Anil Tahiliani had heard all the trash talk about Microsoft : It's too big and slow; it doesn't know the meaning of innovation; it's going to get eaten alive by Google and Apple .

Apple boss Steve Jobs, who made a sport of bashing Microsoft, summed it up best in his posthumously released biography: "They've become mostly irrelevant."

But as Mr. Tahiliani pored over Microsoft's financials last fall, the portfolio manager with McLean & Partners Wealth Management in Calgary came to a different conclusion.

Pessimism dogging the software giant had gotten so extreme that the stock was a screaming bargain, he thought. So, in November, he bought shares – a move that turned out to be prescient.

"It was an out-of-favour stock," he said. "But there was a lot of fundamentally positive stuff."

Judging by the 20-per-cent rebound in the shares since then, investor sentiment toward Microsoft may finally be changing for the better.

Anticipation of the Windows 8 launch later this year for PCs and mobile devices is one reason.
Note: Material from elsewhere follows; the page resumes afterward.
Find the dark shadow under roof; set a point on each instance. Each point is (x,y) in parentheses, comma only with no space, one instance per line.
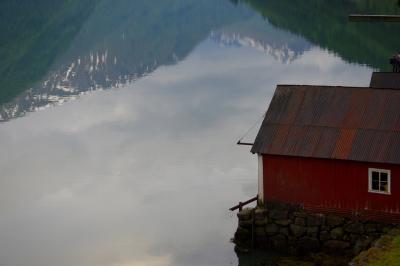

Another is that the new Windows-based smartphones, produced in an alliance with Nokia, are drawing praise from reviewers accustomed to slagging Microsoft products.

What's more, strong growth from Microsoft's other divisions including servers and tools, business (which produces Microsoft Office, among other products) and entertainment (XBox) are contributing to a sense that the company may be turning the corner.

That point was driven home by fiscal second-quarter results released on Jan. 19. Even as Windows sales slipped 6 per cent, partly reflecting component shortages caused by flooding in Thailand, overall revenue climbed 5 per cent to $20.9-billion (U.S.) and profit of $6.62-billion, or 78 cents a share, came in slightly ahead of estimates.

For dividend investors, in particular, Microsoft has a lot of pluses. It produced more than $26-billion in free cash flow in the past 12 months, and it's sitting on about $51.7-billion, or more than $6 a share, of cash and short-term investments – more than enough to fund share buybacks and dividends.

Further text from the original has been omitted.